- Genre: Sitcom
- Created by: James Komack
- Starring: David Groh; Joan Hackett; Hope Summers; Lisa Lindgren; Al Eisenmann;
- Opening theme: "Just Another Day" by Paul Williams
- Country of origin: United States
- Original language: English
- No. of seasons: 1
- No. of episodes: 4

Production
- Executive producer: James Komack
- Producers: Paul Mason; George Kirgo;
- Running time: 30 minutes
- Production company: The Komack Company

Original release
- Network: CBS
- Release: April 8 – April 29, 1978

= Another Day (TV series) =

The cast of Another Day. Clockwise from upper left, David Groh, Joan Hackett, Al Eisenmann, Hope Summers, and Lisa Lindgren.

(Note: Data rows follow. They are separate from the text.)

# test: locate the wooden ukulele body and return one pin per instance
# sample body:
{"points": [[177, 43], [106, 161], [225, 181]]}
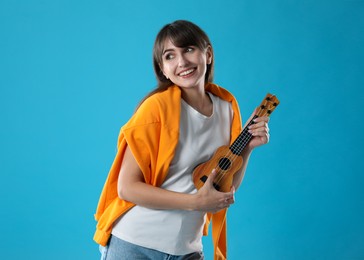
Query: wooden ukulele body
{"points": [[227, 160], [226, 165]]}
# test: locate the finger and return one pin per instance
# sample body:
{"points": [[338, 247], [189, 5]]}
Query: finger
{"points": [[258, 124], [262, 119], [212, 176]]}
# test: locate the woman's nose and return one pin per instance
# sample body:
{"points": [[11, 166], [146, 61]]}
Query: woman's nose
{"points": [[182, 61]]}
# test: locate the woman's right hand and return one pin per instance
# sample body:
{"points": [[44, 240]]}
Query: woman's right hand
{"points": [[211, 200]]}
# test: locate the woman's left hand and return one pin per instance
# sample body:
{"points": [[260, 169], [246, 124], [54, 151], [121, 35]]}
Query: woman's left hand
{"points": [[259, 130]]}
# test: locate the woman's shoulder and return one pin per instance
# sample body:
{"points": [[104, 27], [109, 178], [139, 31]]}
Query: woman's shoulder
{"points": [[157, 107], [219, 91]]}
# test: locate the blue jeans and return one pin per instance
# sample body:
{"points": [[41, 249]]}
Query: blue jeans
{"points": [[118, 249]]}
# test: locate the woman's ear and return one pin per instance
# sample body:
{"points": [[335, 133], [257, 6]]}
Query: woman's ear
{"points": [[160, 67], [209, 55]]}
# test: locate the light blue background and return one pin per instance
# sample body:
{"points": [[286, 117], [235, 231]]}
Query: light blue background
{"points": [[72, 72]]}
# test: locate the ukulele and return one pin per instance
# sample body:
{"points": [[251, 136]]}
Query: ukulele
{"points": [[227, 160]]}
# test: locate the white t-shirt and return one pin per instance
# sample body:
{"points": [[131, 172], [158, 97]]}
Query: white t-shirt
{"points": [[179, 232]]}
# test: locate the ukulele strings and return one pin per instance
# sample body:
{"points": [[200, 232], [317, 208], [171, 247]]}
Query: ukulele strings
{"points": [[245, 138]]}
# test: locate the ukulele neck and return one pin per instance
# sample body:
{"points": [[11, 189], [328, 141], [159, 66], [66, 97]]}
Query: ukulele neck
{"points": [[242, 140]]}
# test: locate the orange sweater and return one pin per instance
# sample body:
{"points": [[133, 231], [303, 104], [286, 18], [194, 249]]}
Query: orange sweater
{"points": [[152, 135]]}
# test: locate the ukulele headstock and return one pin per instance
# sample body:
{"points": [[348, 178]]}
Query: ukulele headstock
{"points": [[269, 103]]}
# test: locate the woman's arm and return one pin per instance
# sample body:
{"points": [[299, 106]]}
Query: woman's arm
{"points": [[131, 187]]}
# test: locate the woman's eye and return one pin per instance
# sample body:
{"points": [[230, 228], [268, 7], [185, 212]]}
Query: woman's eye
{"points": [[169, 56]]}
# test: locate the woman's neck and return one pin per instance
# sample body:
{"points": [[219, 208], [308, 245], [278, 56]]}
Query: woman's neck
{"points": [[198, 99]]}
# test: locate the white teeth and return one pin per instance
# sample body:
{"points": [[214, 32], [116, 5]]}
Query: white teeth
{"points": [[186, 72]]}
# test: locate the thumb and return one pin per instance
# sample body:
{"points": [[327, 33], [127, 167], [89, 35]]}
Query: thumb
{"points": [[211, 178]]}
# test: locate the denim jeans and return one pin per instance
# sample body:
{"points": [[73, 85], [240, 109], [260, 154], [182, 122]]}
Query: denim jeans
{"points": [[118, 249]]}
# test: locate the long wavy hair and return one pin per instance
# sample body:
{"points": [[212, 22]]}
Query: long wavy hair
{"points": [[182, 34]]}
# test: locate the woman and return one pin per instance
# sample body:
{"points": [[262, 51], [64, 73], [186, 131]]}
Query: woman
{"points": [[149, 207]]}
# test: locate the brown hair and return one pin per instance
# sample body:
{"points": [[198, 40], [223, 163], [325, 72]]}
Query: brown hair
{"points": [[182, 33]]}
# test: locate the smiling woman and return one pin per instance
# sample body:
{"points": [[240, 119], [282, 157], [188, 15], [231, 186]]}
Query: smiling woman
{"points": [[149, 207]]}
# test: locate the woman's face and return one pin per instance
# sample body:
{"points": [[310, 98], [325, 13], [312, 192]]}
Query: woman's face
{"points": [[185, 67]]}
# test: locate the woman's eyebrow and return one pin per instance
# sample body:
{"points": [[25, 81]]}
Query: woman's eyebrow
{"points": [[167, 50]]}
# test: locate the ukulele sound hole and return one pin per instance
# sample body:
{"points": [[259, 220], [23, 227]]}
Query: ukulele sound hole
{"points": [[224, 163]]}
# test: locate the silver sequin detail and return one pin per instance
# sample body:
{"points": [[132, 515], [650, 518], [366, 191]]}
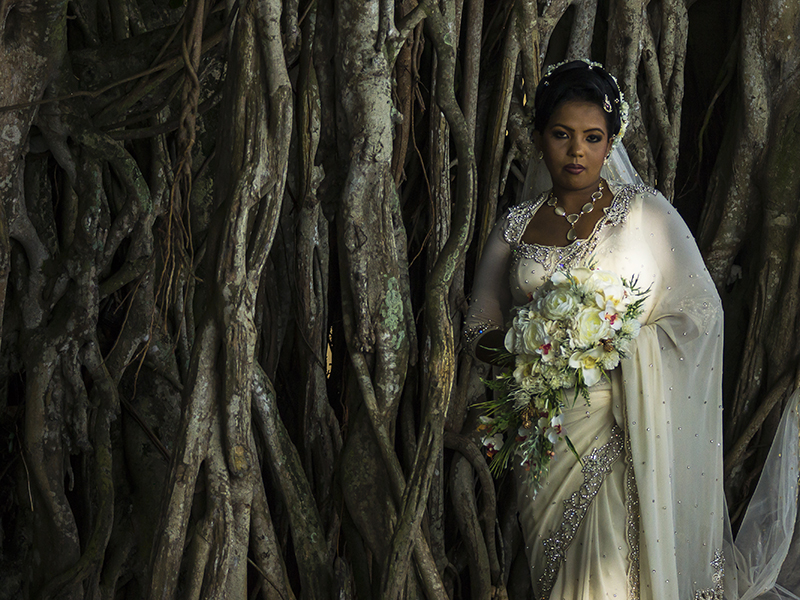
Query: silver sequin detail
{"points": [[632, 533], [717, 577], [553, 258], [595, 467]]}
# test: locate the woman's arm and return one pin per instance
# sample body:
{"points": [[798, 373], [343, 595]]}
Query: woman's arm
{"points": [[484, 326]]}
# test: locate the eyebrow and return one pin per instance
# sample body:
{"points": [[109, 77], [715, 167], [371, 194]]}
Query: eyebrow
{"points": [[584, 131]]}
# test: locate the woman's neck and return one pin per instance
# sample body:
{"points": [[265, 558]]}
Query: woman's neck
{"points": [[573, 200]]}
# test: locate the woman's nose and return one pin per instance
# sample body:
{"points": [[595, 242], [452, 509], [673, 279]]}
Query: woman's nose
{"points": [[575, 149]]}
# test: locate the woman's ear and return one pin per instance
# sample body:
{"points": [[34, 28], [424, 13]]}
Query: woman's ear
{"points": [[537, 140]]}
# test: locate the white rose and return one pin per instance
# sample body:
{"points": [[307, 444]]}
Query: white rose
{"points": [[559, 304], [536, 336], [609, 360], [587, 362], [590, 328]]}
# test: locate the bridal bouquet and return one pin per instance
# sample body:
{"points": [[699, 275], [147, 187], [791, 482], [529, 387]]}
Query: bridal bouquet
{"points": [[574, 329]]}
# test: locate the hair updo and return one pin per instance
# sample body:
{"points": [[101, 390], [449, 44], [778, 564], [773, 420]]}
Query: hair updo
{"points": [[579, 81]]}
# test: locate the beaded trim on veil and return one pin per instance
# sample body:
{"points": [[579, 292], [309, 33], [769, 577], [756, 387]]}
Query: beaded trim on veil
{"points": [[553, 258]]}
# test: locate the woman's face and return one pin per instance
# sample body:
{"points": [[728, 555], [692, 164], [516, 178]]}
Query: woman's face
{"points": [[575, 143]]}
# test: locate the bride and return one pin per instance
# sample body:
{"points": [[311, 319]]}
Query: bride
{"points": [[643, 514]]}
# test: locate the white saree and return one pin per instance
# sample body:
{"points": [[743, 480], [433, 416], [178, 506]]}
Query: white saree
{"points": [[645, 516]]}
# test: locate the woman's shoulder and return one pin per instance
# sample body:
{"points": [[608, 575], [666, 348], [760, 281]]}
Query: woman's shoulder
{"points": [[628, 197], [513, 223]]}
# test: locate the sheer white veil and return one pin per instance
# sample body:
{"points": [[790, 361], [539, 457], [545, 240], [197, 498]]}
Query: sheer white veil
{"points": [[765, 556]]}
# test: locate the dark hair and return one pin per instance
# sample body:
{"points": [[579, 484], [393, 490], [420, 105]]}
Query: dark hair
{"points": [[578, 81]]}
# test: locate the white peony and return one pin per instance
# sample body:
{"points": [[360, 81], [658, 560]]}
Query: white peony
{"points": [[588, 364], [561, 303], [590, 328], [537, 336]]}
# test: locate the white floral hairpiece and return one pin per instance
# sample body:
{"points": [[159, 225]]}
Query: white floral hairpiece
{"points": [[624, 108]]}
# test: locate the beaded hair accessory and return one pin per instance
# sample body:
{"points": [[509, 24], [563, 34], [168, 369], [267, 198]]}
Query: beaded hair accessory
{"points": [[624, 109]]}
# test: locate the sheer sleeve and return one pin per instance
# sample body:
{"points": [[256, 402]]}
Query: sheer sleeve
{"points": [[491, 292]]}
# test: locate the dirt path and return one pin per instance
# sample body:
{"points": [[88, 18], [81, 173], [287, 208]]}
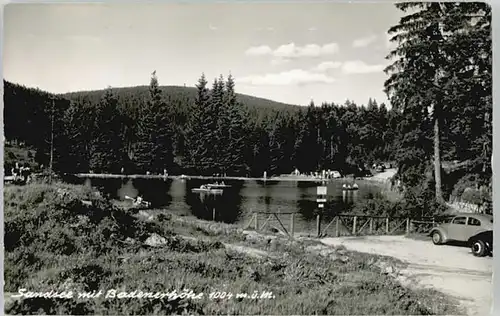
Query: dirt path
{"points": [[449, 269]]}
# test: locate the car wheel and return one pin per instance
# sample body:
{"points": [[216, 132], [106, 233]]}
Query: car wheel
{"points": [[437, 239], [479, 248]]}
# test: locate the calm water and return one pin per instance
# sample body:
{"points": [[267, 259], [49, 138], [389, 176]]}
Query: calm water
{"points": [[237, 203]]}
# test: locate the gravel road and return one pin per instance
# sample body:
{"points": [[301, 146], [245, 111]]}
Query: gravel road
{"points": [[451, 270]]}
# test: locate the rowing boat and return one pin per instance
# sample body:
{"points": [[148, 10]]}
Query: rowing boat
{"points": [[208, 190]]}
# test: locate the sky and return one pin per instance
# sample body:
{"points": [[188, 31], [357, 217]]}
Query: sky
{"points": [[287, 52]]}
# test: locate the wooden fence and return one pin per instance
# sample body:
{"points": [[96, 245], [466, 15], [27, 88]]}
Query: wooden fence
{"points": [[343, 224]]}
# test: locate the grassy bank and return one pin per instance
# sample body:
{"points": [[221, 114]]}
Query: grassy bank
{"points": [[55, 242]]}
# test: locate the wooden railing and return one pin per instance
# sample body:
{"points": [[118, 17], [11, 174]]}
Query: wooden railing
{"points": [[344, 224]]}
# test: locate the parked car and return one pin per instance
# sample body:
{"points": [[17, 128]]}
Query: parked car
{"points": [[461, 228], [482, 244]]}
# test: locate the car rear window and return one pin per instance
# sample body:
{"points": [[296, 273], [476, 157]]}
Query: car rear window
{"points": [[460, 220]]}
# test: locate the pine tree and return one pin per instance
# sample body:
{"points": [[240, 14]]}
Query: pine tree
{"points": [[417, 74], [234, 131], [200, 131], [106, 145]]}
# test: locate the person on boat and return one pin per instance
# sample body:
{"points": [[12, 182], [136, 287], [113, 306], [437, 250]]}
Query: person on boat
{"points": [[138, 200]]}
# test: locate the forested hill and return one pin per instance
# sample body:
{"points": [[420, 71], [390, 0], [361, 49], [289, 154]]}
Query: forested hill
{"points": [[172, 94]]}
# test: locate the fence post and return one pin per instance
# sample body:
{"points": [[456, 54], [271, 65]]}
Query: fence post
{"points": [[337, 227], [318, 225], [354, 225]]}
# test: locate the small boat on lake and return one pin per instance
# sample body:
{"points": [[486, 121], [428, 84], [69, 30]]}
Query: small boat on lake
{"points": [[218, 185], [348, 187]]}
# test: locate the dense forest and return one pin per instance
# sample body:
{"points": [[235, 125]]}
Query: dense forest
{"points": [[439, 87]]}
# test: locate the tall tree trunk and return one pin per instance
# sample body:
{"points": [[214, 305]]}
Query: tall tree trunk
{"points": [[437, 162]]}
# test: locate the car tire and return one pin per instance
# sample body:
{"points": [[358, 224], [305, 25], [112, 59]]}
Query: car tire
{"points": [[437, 238], [479, 248]]}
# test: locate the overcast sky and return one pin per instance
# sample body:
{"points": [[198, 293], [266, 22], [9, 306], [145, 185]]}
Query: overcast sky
{"points": [[286, 52]]}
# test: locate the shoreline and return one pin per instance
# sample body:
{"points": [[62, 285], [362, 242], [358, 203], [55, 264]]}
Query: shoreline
{"points": [[381, 177]]}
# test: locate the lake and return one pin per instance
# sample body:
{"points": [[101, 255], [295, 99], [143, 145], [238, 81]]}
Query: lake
{"points": [[237, 203]]}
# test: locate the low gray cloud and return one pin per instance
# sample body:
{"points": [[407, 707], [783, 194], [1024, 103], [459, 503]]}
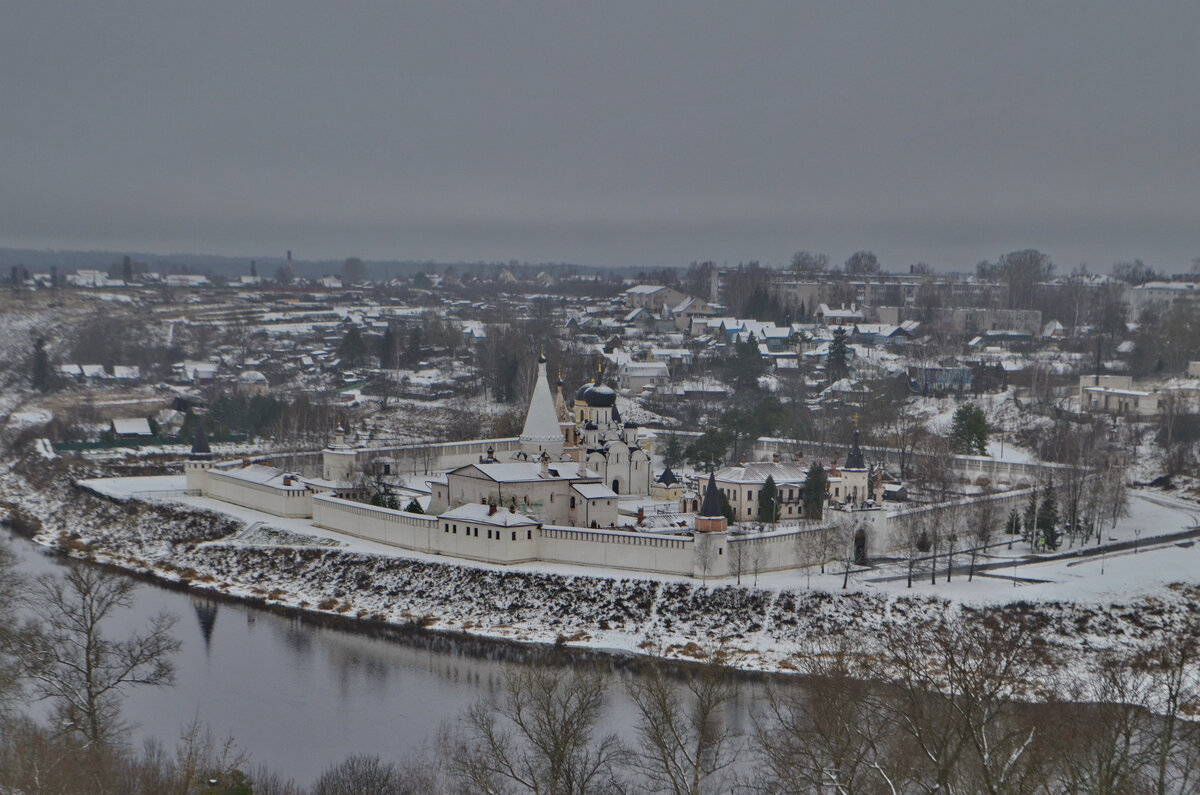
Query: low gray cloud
{"points": [[604, 133]]}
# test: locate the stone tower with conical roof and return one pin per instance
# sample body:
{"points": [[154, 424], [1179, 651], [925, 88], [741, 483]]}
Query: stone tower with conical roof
{"points": [[198, 461], [541, 432]]}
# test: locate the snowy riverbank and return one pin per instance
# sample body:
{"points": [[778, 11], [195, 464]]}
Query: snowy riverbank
{"points": [[147, 526]]}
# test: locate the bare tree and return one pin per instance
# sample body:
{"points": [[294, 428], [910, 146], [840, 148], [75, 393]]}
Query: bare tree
{"points": [[367, 775], [827, 734], [76, 667], [739, 554], [1102, 741], [537, 735], [913, 539], [958, 683], [757, 559], [685, 745], [12, 585], [1170, 667]]}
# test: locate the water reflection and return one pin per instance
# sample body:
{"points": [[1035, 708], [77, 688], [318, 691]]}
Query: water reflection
{"points": [[300, 693], [207, 616]]}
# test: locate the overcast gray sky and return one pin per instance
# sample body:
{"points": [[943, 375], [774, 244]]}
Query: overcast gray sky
{"points": [[604, 133]]}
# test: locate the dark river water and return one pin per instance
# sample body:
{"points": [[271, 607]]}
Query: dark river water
{"points": [[299, 694]]}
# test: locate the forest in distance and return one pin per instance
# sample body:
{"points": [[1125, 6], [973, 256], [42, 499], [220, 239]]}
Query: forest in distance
{"points": [[985, 705]]}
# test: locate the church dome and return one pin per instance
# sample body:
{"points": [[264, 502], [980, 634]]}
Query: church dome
{"points": [[600, 396]]}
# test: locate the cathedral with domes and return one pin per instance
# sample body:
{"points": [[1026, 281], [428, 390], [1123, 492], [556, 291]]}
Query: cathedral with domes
{"points": [[589, 432]]}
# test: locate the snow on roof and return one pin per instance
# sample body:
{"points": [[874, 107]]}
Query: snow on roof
{"points": [[132, 426], [483, 514], [594, 491], [258, 473], [845, 386], [757, 472], [126, 372]]}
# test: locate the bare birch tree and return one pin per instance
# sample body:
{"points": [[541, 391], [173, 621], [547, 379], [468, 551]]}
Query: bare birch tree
{"points": [[76, 667], [538, 735], [685, 743]]}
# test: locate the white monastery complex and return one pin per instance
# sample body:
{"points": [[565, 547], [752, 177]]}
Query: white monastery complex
{"points": [[555, 495]]}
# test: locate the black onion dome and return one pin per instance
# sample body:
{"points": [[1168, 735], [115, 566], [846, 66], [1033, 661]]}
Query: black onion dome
{"points": [[600, 396]]}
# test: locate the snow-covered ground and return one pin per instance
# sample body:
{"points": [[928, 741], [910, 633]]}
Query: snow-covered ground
{"points": [[1089, 578]]}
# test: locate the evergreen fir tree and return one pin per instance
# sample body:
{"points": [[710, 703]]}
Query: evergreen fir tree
{"points": [[1048, 518], [673, 452], [40, 368], [838, 360], [1031, 519], [768, 501], [816, 484]]}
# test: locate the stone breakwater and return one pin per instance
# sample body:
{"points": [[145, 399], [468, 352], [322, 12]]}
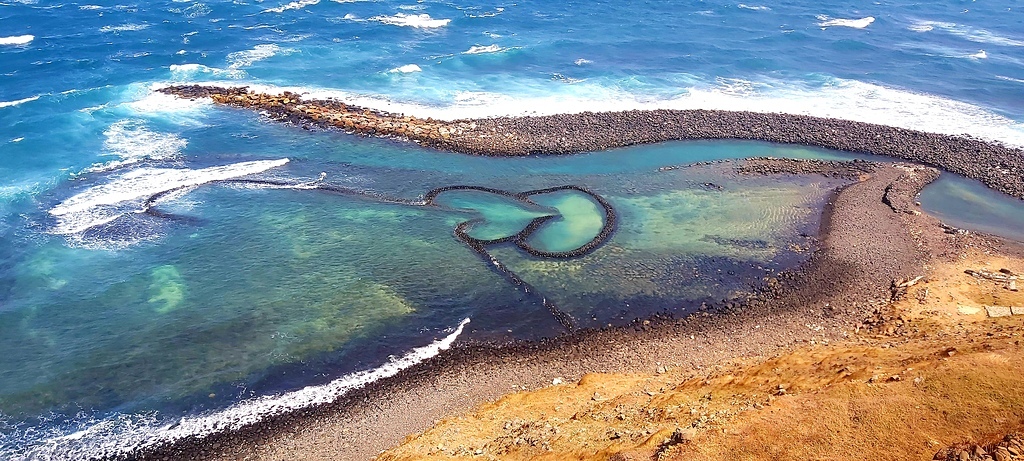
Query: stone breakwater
{"points": [[997, 166]]}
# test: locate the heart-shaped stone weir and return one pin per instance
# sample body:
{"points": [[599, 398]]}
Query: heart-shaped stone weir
{"points": [[556, 222]]}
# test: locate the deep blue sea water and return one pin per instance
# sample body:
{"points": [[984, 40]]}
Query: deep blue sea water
{"points": [[120, 328]]}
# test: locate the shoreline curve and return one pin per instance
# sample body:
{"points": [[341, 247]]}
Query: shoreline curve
{"points": [[997, 166]]}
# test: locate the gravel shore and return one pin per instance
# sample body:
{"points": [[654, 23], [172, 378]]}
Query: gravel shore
{"points": [[997, 166], [867, 245], [871, 239]]}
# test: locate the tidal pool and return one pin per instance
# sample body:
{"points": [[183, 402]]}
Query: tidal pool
{"points": [[355, 250]]}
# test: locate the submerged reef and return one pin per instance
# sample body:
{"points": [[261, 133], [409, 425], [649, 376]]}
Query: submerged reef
{"points": [[996, 165], [520, 238]]}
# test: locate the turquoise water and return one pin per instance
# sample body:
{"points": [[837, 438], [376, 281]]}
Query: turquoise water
{"points": [[119, 317]]}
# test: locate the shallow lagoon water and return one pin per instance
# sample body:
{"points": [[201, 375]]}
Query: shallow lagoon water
{"points": [[233, 291], [240, 290], [969, 204]]}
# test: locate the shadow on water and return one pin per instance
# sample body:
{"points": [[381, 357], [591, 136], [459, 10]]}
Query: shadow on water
{"points": [[969, 204]]}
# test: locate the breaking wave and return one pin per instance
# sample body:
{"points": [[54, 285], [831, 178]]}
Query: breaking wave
{"points": [[90, 437], [126, 194], [16, 40], [422, 21], [827, 22]]}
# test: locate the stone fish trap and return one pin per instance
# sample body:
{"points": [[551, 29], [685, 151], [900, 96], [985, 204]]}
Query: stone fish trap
{"points": [[479, 246]]}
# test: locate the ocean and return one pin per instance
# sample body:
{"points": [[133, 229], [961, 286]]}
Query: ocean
{"points": [[144, 296]]}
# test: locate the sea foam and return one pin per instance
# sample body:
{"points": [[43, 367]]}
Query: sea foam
{"points": [[422, 21], [966, 32], [126, 193], [819, 96], [10, 103], [293, 5], [479, 49], [124, 28], [16, 40], [826, 22], [408, 69], [132, 142], [118, 435], [245, 58]]}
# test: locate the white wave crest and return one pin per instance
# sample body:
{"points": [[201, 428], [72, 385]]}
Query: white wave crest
{"points": [[293, 5], [132, 142], [478, 49], [408, 69], [192, 71], [422, 21], [966, 32], [862, 23], [819, 96], [16, 40], [245, 58], [126, 193], [754, 7], [10, 103], [117, 436], [124, 28]]}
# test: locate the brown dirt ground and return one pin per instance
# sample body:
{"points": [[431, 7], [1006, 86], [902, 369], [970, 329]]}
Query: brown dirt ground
{"points": [[933, 371]]}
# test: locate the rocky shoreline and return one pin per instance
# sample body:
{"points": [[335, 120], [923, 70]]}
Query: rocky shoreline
{"points": [[997, 166], [868, 245]]}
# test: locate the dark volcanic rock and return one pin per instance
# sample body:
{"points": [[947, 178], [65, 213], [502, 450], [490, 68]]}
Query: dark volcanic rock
{"points": [[997, 166]]}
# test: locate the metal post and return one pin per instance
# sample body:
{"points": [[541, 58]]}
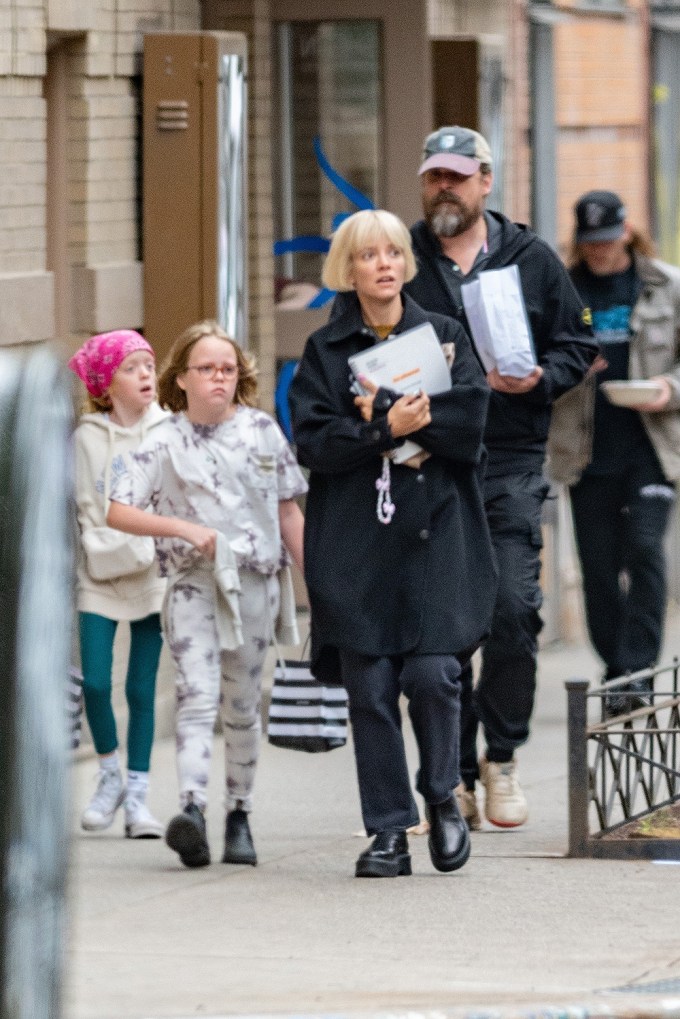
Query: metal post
{"points": [[36, 568], [579, 793]]}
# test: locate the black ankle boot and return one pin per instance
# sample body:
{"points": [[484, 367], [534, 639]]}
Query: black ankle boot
{"points": [[239, 846], [186, 834], [449, 841], [386, 857]]}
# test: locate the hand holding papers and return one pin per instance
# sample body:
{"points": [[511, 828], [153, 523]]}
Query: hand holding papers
{"points": [[409, 363], [494, 308]]}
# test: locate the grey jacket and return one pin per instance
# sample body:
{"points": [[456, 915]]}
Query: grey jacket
{"points": [[655, 350]]}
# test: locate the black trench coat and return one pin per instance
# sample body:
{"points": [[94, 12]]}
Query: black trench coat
{"points": [[424, 583]]}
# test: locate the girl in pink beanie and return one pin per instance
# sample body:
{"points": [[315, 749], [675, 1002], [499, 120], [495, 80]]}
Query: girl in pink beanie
{"points": [[117, 578]]}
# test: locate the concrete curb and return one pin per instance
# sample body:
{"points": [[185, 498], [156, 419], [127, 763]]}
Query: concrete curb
{"points": [[646, 1008]]}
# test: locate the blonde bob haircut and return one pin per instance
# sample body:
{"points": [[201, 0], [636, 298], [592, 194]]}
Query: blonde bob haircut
{"points": [[361, 230], [173, 396]]}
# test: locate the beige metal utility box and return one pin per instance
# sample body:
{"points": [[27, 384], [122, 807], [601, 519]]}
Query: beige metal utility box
{"points": [[195, 186]]}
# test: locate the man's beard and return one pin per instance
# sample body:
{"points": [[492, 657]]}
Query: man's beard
{"points": [[450, 217]]}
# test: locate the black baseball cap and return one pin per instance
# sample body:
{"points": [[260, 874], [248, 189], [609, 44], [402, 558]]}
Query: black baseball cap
{"points": [[599, 216]]}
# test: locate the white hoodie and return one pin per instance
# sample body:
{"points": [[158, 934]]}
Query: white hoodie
{"points": [[102, 451]]}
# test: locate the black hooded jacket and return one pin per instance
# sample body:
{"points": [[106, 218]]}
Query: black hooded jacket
{"points": [[517, 424]]}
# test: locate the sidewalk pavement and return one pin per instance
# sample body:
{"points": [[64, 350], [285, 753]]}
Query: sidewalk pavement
{"points": [[519, 931]]}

Another Day is an American sitcom television series starring David Groh and Joan Hackett that aired for four episodes on CBS from April 8 to April 29, 1978.

==Synopsis==
Don Gardner is a rather traditional middle-class man who wants to support his family on his income alone. The Gardners' finances, however, dictate that his wife Ginny also take a job, although even with her working full-time there never seems to be enough money to make ends meet. Don and Ginny have two children; teenaged Kelly is their uninhibited and outgoing daughter and 12-year-old Mark is their shy son. Don's complaining mother, Olive, lives with the family and spends most of her time criticizing everyone around her. The Gardners struggle to be a normal, middle-class family, but Olive and the children always manage to make life complicated.

==Cast==
- David Groh as Don Gardner
- Joan Hackett as Ginny Gardner
- Hope Summers as Olive Gardner
- Lisa Lindgren as Kelly Gardner
- Al Eisenmann as Mark Gardner

==Production==
James Komack created Another Day and was its executive producer. Paul Mason and George Kirgo produced it. Episode directors were Burt Brinckerhoff, Hal Cooper, Nick Havinga, and Gary Shimokawa. Episode writers were Charlie Hauck, Dinah Kirgo, Julie Kirgo, Carl Kleinschmitt, Lynn Phillips, and Bill Taub. Paul Williams wrote and sang the show's theme song.

==Broadcast history==
Another Day premiered on April 8, 1978. It drew very low ratings, and CBS cancelled it after the broadcast of its fourth and final episode on April 29, 1978. It aired on Saturday at 9:00 p.m. throughout its brief run.

==Episodes==

| No. | Title | Original release date |
| 1 | "A Couple Drinks with the Girls" | April 8, 1978 |
Ginny returns to work to help with the family finances, and Don resents it—and then Ginny comes home drunk from an office party. Dean Lawrence guest-stars.
| 2 | "Room for One More" | April 15, 1978 |
Don tries to talk Ginny into having another baby so she will quit her job.
| 3 | "Episode 1.3" | April 22, 1978 |
Kelly falls in love, and Don is nervous about it.
| 4 | "The Audition" | April 29, 1978 |
Kelly auditions for a television commercial, and the competition at the audition turns her into a nasty brat.